- 1 16oz can of chickpeas, rinsed and drained
- ⅓ cup creamy tahini
- juice from one small-medium lemon
- zest from one lemon about one teaspoon
- 3 tablespoons extra virgin olive oil
- 1 tablespoon white wine vinegar
- 2 garlic cloves, minced (reduce to 1 if you like less garlic flavor)
- ¼ cup fresh dill, stems removed
- a pinch of red pepper flakes
- salt and pepper to taste
- 2-4 tablespoons filtered ice water
Add 2-3 ice cubes to about 1/2 cup filitered water. Set it aside.
Start with the chickpeas, and then add all of the remaining ingredients to a food processor and blend until the hummus is creamy and smooth. *Stopping a few times to scrap the edges.

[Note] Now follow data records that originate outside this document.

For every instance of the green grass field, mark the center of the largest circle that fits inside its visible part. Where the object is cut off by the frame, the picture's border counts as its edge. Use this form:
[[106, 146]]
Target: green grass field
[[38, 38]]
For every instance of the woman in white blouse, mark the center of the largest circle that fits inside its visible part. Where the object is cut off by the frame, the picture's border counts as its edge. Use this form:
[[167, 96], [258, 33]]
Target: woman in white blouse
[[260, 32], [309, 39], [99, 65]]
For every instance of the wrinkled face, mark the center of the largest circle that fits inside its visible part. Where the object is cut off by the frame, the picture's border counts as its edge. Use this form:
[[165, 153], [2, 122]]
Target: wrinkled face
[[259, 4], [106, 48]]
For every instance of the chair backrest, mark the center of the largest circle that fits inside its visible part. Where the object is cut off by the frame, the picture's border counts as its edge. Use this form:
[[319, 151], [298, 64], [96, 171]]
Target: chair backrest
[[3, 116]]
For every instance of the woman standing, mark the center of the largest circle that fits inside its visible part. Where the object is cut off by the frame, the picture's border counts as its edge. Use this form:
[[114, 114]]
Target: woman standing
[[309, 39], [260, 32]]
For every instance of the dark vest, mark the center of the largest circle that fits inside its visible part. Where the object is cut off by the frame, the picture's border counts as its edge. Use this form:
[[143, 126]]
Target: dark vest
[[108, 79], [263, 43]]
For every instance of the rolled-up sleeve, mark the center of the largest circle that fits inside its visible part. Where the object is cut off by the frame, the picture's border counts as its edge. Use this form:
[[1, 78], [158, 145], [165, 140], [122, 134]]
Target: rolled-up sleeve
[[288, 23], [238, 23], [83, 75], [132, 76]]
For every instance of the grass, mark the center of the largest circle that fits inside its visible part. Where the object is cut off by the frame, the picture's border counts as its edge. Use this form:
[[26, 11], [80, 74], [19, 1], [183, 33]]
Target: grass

Once the hummus is nicely blended, slowly add the ice water, one tablespoon at a time while the food processor is on. Continue until you have creamy and perfect hummus.
Transfer the hummus to a bowl with a lid, top it with a drizzle of olive oil and store in the fridge until you are ready to eat it.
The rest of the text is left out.